How could our own hunter-gather ancestors let themselves be hoodwinked into becoming peasants – stunted and malnourished, overworked and overtaxed, perpetually on the edge of famine and disease as well as serfdom or slavery by states or ‘nobility’?

I had always attributed it to something of a combination of the frog in a pot, pulling yourself up by your own bootstraps, and Malthusian trap. Sure, agriculture has benefits for consistency and reliability of food over time, particularly in storage, leading to population growth and the accumulation of resources – but once you realize you’re hard pressed to keep those benefits ahead of being wiped out by the pressures of more mouths to feed, it’s too late to do anything else except more agriculture. And except of course for reaping the one benefit of higher populations against less populous neighbours – superiority in war, even when agricultural populations were typically inferior as individual warriors.

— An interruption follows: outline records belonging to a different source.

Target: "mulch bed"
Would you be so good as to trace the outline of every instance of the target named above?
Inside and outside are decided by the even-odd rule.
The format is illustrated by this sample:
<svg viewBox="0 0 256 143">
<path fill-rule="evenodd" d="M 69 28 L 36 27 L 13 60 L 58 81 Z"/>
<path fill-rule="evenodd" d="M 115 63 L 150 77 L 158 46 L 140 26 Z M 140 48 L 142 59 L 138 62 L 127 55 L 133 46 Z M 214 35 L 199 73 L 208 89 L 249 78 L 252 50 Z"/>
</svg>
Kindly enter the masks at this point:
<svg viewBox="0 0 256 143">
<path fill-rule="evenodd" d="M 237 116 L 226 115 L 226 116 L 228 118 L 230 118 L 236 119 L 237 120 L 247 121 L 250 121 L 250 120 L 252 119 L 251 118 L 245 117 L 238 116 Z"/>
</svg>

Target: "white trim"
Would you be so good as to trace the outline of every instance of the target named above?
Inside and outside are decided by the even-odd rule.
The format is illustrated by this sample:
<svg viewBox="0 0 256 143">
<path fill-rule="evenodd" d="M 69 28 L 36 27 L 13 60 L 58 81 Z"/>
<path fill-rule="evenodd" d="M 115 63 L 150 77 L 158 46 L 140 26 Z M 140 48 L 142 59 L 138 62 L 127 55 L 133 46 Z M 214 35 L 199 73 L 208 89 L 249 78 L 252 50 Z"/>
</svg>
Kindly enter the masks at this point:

However, Against the Grain suggests that the trap was a little less Malthusian and a little more Orwellian – that while they barely hovered above collapse and the defection of their subjects, states achieved their power through grain agriculture and weren’t about to let it go without a struggle, in turn using that grain agriculture as an instrument to keep ratcheting up their power, including by forced or slave labor.

This theme is evident in the chapter titles, perhaps none more so than for the first chapter – The Domestication of Fire, Plants, Animals, and…Us. Obviously that last word of the title conveys how agriculture above all domesticated humans. To paraphrase Orwell, all humans were effectively domesticated, but some humans were more domesticated than others – because they were domesticated BY others.

As a quick note, I was particularly intrigued by the domestication of fire as the first world-shaping human technology – and one that humans used that way even as hunter-gatherers.

The theme of domestication of humans continues in the second chapter, Landscaping the World: The Domus Complex, to which is added agriculture as the perfect environment for disease in the third chapter, Zoonoses: A Perfect Epidemiological Storm.

The chapter titles continue in a similar vein – Agro-Ecology of the Early State, Population Control: Bondage and War, Fragility of the Early State: Collapse as Disassembly – although my favorite remains the final chapter title, The Golden Age of the Barbarians. Scott posits this age – when the majority of the world’s population had never seen a tax collector or at least the majority of the world’s territory was one of “barbarian zones” (tracts of land where states found it either impossible or prohibitively difficult to extend their rule) – persisted up until 400 or so years ago.

“Not only did this place a great many people out of the reach of the state, but it also made them significant military threats to the state’s power” – not least because on an individual level, barbarians tended to be better warriors than the subjects of agricultural states, even as they also tended to have a symbiotic relationship with those states.